A new state law in Michigan about early literacy stoked fear in Ike Sheppard, a retired engineer in Rochester. Beginning with the 2019-20 school year, the law requires that third graders who aren’t proficient in reading be held back. “That’s going to be a social disaster,” Ike remembered thinking.
The law gave Ike a new sense of purpose: to help disadvantaged second graders, mostly boys, improve their reading skills, so they can be promoted to fourth grade. Ike began tutoring second graders twice a week at an elementary school in Pontiac. Then he heard about Oakland Literacy Council, and he decided he wanted to help adults who are functionally illiterate, too.
Last year, the Council trained and certified him.

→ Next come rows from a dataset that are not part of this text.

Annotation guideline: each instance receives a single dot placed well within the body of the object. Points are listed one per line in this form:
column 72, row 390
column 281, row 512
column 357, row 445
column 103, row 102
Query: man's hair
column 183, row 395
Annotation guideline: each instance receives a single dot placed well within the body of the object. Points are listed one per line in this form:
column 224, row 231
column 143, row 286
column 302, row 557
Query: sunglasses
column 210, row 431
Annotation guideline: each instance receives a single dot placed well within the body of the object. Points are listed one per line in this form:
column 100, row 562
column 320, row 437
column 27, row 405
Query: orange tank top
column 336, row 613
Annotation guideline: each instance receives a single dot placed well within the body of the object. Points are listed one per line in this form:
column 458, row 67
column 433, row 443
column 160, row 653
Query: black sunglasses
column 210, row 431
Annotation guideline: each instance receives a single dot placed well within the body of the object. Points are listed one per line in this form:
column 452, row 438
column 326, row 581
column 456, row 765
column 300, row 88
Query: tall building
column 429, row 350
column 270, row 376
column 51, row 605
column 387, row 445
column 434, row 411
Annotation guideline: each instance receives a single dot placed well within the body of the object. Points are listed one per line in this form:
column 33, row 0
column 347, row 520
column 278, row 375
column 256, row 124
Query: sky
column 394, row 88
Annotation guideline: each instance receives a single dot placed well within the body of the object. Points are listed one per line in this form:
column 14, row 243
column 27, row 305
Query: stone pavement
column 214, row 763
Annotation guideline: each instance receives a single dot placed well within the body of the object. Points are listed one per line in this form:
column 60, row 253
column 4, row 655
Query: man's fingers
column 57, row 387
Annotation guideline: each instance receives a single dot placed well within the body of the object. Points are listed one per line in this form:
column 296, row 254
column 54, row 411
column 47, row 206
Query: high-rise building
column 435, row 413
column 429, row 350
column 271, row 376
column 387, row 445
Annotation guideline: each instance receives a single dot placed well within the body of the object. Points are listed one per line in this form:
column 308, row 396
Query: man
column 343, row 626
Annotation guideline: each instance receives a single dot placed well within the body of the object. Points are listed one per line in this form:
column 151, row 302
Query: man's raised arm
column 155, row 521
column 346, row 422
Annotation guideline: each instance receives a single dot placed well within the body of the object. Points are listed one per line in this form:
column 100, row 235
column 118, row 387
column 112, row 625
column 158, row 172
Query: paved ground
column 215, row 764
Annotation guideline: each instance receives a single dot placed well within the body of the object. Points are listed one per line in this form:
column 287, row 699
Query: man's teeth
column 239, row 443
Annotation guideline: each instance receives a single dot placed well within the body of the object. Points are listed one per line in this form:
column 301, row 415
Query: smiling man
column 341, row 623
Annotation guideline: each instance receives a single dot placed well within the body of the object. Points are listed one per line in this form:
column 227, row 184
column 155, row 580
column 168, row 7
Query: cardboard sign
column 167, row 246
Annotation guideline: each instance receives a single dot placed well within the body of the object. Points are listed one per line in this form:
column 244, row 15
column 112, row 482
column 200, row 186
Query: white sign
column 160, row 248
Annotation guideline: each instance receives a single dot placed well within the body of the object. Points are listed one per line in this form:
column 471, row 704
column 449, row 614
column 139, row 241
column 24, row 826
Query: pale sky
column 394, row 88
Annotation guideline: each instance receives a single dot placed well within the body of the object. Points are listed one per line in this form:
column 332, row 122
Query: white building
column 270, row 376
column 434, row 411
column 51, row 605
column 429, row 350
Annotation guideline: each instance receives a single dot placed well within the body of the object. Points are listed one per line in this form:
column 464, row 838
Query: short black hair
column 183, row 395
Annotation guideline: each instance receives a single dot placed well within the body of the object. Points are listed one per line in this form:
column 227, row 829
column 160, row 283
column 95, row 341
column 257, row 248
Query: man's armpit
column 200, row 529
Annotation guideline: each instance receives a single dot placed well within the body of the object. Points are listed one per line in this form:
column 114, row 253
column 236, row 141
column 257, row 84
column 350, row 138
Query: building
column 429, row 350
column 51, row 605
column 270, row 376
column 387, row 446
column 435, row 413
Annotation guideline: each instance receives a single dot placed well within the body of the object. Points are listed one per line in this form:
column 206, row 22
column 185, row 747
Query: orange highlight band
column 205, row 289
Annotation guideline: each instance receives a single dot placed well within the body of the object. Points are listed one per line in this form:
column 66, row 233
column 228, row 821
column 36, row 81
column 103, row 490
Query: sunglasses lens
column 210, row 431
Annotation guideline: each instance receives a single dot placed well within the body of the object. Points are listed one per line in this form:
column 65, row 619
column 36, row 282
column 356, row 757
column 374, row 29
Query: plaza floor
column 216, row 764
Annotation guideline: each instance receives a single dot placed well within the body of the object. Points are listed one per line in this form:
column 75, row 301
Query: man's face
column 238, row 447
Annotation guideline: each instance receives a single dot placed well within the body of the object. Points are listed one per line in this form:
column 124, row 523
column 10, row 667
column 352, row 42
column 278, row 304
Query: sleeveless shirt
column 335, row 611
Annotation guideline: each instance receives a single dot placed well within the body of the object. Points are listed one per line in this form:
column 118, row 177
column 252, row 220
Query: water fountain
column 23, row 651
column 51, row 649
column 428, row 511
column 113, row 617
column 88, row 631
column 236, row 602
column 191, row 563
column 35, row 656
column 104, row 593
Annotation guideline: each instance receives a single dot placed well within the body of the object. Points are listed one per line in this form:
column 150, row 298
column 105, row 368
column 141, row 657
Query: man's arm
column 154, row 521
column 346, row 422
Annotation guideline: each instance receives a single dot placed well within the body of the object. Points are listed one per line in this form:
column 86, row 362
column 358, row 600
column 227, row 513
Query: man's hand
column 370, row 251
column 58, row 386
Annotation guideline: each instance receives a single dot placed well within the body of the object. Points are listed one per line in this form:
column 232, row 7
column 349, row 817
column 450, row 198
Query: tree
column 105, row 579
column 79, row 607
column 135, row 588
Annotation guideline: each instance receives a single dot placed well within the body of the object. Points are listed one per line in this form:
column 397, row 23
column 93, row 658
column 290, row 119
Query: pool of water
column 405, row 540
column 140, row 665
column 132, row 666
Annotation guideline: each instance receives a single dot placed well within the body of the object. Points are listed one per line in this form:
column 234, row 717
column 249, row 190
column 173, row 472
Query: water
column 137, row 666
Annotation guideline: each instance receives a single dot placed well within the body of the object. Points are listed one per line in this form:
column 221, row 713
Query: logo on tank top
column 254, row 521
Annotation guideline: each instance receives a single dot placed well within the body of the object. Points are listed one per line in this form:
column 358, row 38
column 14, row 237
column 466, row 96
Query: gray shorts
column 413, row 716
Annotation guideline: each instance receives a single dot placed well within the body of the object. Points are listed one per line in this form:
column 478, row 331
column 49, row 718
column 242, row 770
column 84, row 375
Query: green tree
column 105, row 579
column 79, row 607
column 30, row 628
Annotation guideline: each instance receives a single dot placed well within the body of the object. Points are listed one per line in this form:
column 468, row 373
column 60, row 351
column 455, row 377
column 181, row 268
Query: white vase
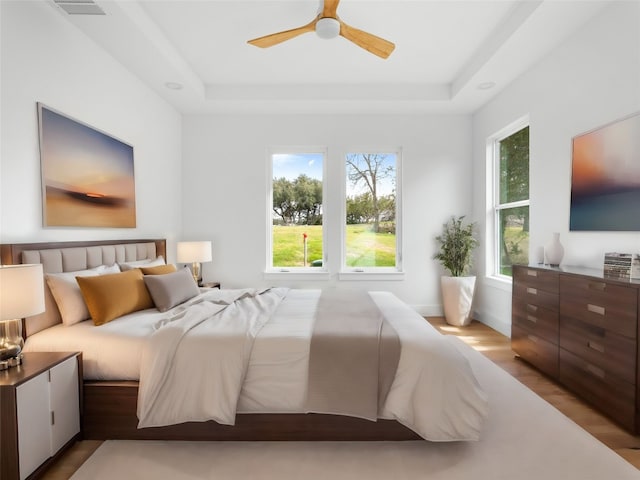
column 457, row 298
column 554, row 251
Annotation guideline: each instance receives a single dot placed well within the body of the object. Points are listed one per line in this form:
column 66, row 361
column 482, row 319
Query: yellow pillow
column 111, row 296
column 159, row 270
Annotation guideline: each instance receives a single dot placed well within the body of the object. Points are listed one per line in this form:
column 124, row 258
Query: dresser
column 581, row 328
column 39, row 412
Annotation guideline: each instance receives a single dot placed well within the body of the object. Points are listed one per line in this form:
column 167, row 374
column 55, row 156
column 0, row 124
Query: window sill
column 302, row 274
column 369, row 275
column 501, row 283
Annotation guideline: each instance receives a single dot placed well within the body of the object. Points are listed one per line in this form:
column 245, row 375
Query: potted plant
column 457, row 243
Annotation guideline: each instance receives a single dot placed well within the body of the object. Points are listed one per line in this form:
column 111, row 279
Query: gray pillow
column 171, row 289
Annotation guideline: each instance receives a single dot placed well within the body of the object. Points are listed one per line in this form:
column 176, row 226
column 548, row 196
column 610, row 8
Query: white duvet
column 434, row 391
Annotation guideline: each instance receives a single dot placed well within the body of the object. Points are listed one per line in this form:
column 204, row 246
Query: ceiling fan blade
column 376, row 45
column 276, row 38
column 330, row 8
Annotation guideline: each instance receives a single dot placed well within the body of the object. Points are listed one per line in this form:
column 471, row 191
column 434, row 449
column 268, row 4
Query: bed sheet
column 276, row 377
column 276, row 380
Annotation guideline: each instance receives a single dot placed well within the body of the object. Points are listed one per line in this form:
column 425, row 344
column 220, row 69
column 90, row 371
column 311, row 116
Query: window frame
column 494, row 206
column 298, row 272
column 371, row 273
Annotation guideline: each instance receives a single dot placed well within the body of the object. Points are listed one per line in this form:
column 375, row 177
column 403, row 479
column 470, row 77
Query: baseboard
column 493, row 322
column 429, row 310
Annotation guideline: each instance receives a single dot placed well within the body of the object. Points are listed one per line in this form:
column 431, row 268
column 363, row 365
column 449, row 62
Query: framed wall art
column 605, row 178
column 87, row 175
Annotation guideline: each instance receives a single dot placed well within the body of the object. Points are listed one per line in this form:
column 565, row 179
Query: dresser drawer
column 540, row 321
column 614, row 397
column 535, row 296
column 604, row 305
column 535, row 350
column 539, row 279
column 605, row 350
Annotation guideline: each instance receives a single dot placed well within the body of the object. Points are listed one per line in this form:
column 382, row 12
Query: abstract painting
column 87, row 175
column 605, row 179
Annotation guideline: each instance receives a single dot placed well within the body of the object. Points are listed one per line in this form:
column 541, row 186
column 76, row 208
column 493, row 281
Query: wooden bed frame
column 109, row 407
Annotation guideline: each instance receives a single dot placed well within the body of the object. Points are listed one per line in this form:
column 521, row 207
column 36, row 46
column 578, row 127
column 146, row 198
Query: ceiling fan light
column 328, row 28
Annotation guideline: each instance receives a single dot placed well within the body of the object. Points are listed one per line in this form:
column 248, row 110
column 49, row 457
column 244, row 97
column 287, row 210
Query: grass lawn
column 364, row 248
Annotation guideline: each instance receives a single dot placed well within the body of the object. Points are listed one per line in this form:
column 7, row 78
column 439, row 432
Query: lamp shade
column 21, row 291
column 189, row 252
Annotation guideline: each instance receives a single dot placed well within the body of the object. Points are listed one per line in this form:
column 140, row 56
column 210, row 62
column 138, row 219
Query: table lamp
column 21, row 295
column 194, row 253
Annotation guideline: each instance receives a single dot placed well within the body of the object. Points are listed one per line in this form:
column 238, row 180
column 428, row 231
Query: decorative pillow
column 67, row 295
column 126, row 266
column 111, row 296
column 171, row 289
column 159, row 270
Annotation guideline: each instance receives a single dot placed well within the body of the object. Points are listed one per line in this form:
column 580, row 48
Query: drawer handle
column 598, row 372
column 595, row 309
column 598, row 286
column 595, row 346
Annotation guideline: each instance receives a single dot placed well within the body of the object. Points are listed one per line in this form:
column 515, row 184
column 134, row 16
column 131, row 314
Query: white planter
column 457, row 297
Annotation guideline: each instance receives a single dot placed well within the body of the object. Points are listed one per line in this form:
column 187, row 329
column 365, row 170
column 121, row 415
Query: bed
column 276, row 380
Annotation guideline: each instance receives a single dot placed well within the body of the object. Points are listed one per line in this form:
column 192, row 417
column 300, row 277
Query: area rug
column 525, row 438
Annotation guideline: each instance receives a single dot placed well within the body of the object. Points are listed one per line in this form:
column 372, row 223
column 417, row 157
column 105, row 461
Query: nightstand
column 40, row 411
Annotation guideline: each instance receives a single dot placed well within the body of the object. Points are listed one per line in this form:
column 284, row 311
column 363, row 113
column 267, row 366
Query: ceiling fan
column 327, row 24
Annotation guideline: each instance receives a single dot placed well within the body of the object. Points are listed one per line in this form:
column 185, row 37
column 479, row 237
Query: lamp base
column 11, row 362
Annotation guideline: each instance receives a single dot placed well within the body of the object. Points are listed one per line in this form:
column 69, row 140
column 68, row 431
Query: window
column 371, row 228
column 511, row 198
column 296, row 216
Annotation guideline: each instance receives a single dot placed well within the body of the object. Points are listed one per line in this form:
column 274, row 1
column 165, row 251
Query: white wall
column 45, row 59
column 591, row 80
column 225, row 189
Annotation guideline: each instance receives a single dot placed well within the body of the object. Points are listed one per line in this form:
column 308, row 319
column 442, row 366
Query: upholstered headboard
column 72, row 256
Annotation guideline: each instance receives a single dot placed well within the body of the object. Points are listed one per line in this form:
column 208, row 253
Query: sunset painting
column 87, row 176
column 605, row 179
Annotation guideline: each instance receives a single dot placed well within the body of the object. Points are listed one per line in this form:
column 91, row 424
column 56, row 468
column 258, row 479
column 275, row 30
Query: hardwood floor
column 497, row 348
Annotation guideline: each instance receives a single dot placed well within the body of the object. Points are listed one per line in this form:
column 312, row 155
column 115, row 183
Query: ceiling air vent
column 79, row 7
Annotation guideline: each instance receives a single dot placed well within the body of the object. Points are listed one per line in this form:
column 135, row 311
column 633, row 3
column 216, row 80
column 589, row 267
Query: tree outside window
column 371, row 210
column 512, row 206
column 296, row 210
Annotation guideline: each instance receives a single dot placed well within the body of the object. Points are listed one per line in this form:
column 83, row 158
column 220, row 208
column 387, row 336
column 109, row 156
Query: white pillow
column 125, row 266
column 67, row 294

Now, in addition to his grade schoolers, Ike tutors two adult men, both born abroad, who struggle with English. Some days, he’s gone nearly the whole day, tutoring. He meets his students at the Rochester Hills Public Library, where they work on reading, listening, and pronunciation.
“I absolutely love being a tutor,” he says. “I’m in heaven.”
How did a retiree with a PhD in structural engineering develop a keen awareness of the power of literacy? His mother was an elementary school teacher, and Ike remembers the gap she saw in reading ability among children who had a book of their own compared with those who did not. “Reading and education are exceedingly important to people’s life experience and happiness—really,” he says.
Tutoring adults is different from tutoring students, he says. Adults are more motivated; on the other hand, he can see quicker progress in children, who typically are beginning at lower levels.
“I don’t want to be known as a retired engineer,” Ike said. “I want to be known as a current and future tutor helping people to learn.”